The problem is that specialized computers powered by eye-popping amounts of electricity are needed to process and verify transactions of cryptocurrencies like bitcoin or Ethereum’s ether on blockchains, via a process called proof-of-work mining. In this system, thousands of computers all over the world (but mostly in the US, China, Kazakhstan, and Russia) vie with each other to solve a mathematical puzzle and earn the privilege of appending a batch of transactions, or “block,” to the ledger. The miner who prevails wins a crypto reward.
Most Bitcoin advocates will tell you that proof-of-work mining is essential to keep the network secure, and would never dream of tampering with something first conceived by the currency’s pseudonymous creator, Satoshi Nakamoto. But Ethereum is on the verge of a monumental change that will substantially reduce its environmental impact.

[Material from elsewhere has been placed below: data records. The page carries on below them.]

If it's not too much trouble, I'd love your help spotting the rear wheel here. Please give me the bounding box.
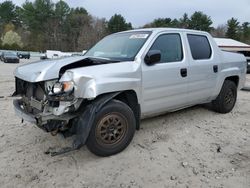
[86,100,136,157]
[212,80,237,113]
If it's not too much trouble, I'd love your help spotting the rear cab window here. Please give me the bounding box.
[187,34,212,60]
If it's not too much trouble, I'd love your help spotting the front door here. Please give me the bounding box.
[141,32,189,117]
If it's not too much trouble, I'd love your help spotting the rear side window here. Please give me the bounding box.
[187,34,212,60]
[150,34,183,63]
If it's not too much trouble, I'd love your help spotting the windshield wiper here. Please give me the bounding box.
[87,57,121,64]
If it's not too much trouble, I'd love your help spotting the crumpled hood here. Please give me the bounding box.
[14,56,86,82]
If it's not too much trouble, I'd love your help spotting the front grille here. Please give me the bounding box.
[15,77,45,100]
[15,77,28,96]
[15,77,46,114]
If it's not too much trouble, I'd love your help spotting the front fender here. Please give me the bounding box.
[60,61,142,104]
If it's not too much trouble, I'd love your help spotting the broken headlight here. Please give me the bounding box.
[46,80,74,95]
[53,81,74,94]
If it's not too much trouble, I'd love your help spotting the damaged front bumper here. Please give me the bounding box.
[13,99,37,123]
[13,77,83,129]
[13,99,79,126]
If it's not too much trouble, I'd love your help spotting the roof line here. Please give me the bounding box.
[219,46,250,48]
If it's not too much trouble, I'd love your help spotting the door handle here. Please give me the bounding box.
[213,65,218,73]
[180,68,187,77]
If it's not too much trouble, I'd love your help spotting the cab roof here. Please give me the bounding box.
[120,28,209,35]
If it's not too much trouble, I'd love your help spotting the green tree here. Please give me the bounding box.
[108,14,132,33]
[46,0,71,50]
[64,7,91,51]
[72,7,88,15]
[179,13,189,28]
[241,22,249,37]
[1,0,110,51]
[171,19,180,28]
[0,1,20,36]
[20,0,54,32]
[0,1,19,25]
[226,18,240,40]
[241,22,250,43]
[20,0,54,50]
[189,11,213,32]
[55,0,70,21]
[144,18,180,28]
[152,18,172,27]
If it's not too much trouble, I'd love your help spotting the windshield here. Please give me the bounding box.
[4,52,17,57]
[85,31,151,61]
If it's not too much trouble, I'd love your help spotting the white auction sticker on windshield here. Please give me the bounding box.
[129,34,149,39]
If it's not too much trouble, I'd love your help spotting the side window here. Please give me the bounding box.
[187,34,212,60]
[149,34,183,63]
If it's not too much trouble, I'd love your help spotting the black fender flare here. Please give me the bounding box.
[72,92,121,149]
[93,92,122,112]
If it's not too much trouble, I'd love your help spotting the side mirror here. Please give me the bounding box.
[144,50,161,65]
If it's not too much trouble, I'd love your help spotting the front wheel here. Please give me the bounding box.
[86,100,136,157]
[212,80,237,113]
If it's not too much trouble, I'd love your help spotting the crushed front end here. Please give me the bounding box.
[13,77,82,133]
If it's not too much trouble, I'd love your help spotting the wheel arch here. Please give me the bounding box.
[86,90,141,130]
[113,90,141,130]
[224,75,239,87]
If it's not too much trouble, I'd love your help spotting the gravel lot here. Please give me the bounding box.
[0,58,249,188]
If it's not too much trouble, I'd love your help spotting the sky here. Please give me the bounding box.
[6,0,250,27]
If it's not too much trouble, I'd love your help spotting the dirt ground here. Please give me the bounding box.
[0,58,249,188]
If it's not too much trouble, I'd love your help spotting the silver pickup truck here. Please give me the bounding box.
[13,28,246,156]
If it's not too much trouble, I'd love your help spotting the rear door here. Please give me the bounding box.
[185,34,219,104]
[141,32,189,117]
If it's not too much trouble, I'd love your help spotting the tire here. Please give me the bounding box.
[86,100,136,157]
[212,80,237,113]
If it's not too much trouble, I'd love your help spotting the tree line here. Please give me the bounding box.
[0,0,249,52]
[144,12,250,44]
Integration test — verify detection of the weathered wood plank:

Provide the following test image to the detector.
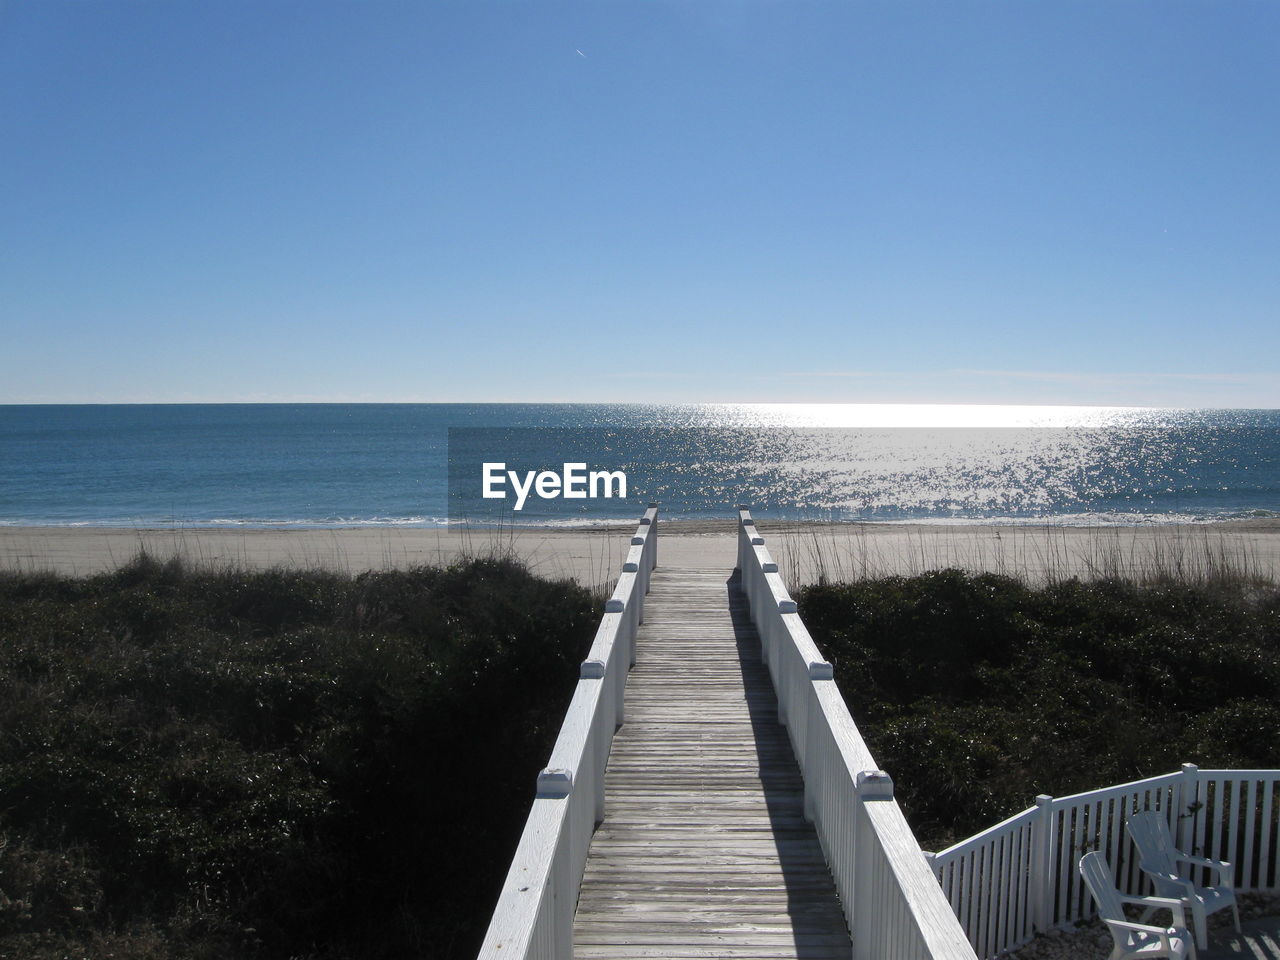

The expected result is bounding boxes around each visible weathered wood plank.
[572,564,850,960]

Ethereum, launched in 2015 by a 21-year-old whiz kid named Vitalik Buterin, is about to swap proof-of-work mining for an alternative system known as proof of stake, which does not require energy-guzzling computers. The Ethereum Foundation, a research nonprofit that spearheads updates and ameliorations to the Ethereum blockchain, says the shift will reduce the network’s energy consumption by 99.5 percent. The big switcheroo is known as the Merge—and it is slated to take place on September 14.
What Is the Merge?
The Merge hinges on the fusion of Ethereum’s current proof-of-work blockchain with the Beacon Chain, a proof-of-stake blockchain that was launched in December 2020 but so far has not processed any transactions.
A couple of upgrades, scheduled to launch over the next few weeks, will lay the groundwork for a segue from one chain to the other. Justin Drake, a researcher at the Ethereum Foundation, says the way the process has been structured can be compared to a car switching from an internal combustion engine to an electric one. “How do we do that? Step one: We install an electric engine in parallel to the gasoline engine. And then—step two—we connect the wheels to the electric engine and turn off the gasoline engine. That’s exactly what’s going to be happening at the Merge,” Drake says. “We’ve had this parallel engine of the Beacon Chain for a year and a half—and now the old ‘gasoline’ proof-of-work engine is going to be shut off.”
After years of delays, the Ethereum community is positive that the long-awaited shift will finally happen, following a successful dry run carried out on a test blockchain, called the Goerli chain, on August 10. The fact that Buterin has a book titled Proof of Stake coming out in September is probably a coincidence.
How Will Ethereum’s Proof of Stake Work?
Talking about proof of stake is a bit like talking about French cheese: There are myriad varieties—with hundreds of cryptocurrencies claiming to use some version of the process. At its most basic, however, proof of stake is predicated on the idea of securing a network through incentives rather than hardware.
In this scenario, you don’t need an expensive mining computer to partake in the network: You can use your laptop to put down a “stake”—a certain amount of cryptocurrency locked in the network. That gives you the chance of being selected, usually via a random process, to validate a certain block and earn crypto rewards and fees. If you try to game the system, for instance by doctoring a block, the network will punish you and destroy, or “slash,” some or all of your stake.